The superintendent presented a written list of possible action items now that the annual budget is bolstered with taxpayer approval.

“I would caution us right now that we don’t have to work fast on this, but we still have to work,” Hencsik said. “I told staff Wednesday morning that we would have to go back to the conversations we started last year about staff compensation ideas, before the referendum failed, and reactivating those.”

One of the priorities will be shifting salaries out of ESSER 3, the third installment from the federal Elementary and Secondary School Emergency Relief Fund, an economic stimulus program passed to counter the effect of COVID-19 related lockdowns. The district funded about a half-dozen positions with the temporary dollars in hopes the jobs could be saved with a successful referendum.
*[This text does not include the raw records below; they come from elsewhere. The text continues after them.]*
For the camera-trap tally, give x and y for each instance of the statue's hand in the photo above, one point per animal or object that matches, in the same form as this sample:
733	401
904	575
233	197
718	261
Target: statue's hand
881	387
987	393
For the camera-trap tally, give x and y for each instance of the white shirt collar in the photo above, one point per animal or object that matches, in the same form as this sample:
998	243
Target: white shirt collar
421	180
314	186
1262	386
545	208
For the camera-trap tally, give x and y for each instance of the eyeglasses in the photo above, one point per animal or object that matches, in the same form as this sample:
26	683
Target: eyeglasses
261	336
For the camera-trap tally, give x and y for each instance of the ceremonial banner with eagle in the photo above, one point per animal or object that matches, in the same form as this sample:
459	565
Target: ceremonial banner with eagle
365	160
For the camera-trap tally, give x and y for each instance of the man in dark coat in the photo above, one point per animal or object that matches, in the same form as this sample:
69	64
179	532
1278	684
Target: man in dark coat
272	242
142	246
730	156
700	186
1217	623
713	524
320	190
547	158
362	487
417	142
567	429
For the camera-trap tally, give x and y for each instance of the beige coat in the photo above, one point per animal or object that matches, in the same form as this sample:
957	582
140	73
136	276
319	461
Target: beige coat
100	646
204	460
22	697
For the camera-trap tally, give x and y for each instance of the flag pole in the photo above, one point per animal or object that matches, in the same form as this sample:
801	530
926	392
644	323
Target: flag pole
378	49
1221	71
No decisions were sought at the Nov. 10 meeting, and Hencsik’s list was set to various board committees for discussion and recommendations.

Board member Jamie Heroux said not all of the items on the list were related to the purpose of the question.

“We went out to referendum on maintaining programs and making sure we could keep the building going,” Heroux said. “To me, that means that we’re putting money into classrooms or into items that directly help the curriculum in those classrooms. There’s a few items in here that don’t look like they’re falling into those categories … I think we need to be true to what we told the community.”

“I think you know the three items I’m talking about,” he said, without specifying what he meant.

Hencsik said the list was just an attempt to summarize district needs and to “get as much down on paper so we weren’t creating things from scratch.”

He closed the discussion by thanking the community for its support at the polls.

“The alternative would have been some really tough, culture-killing discussions,” Hencsik said.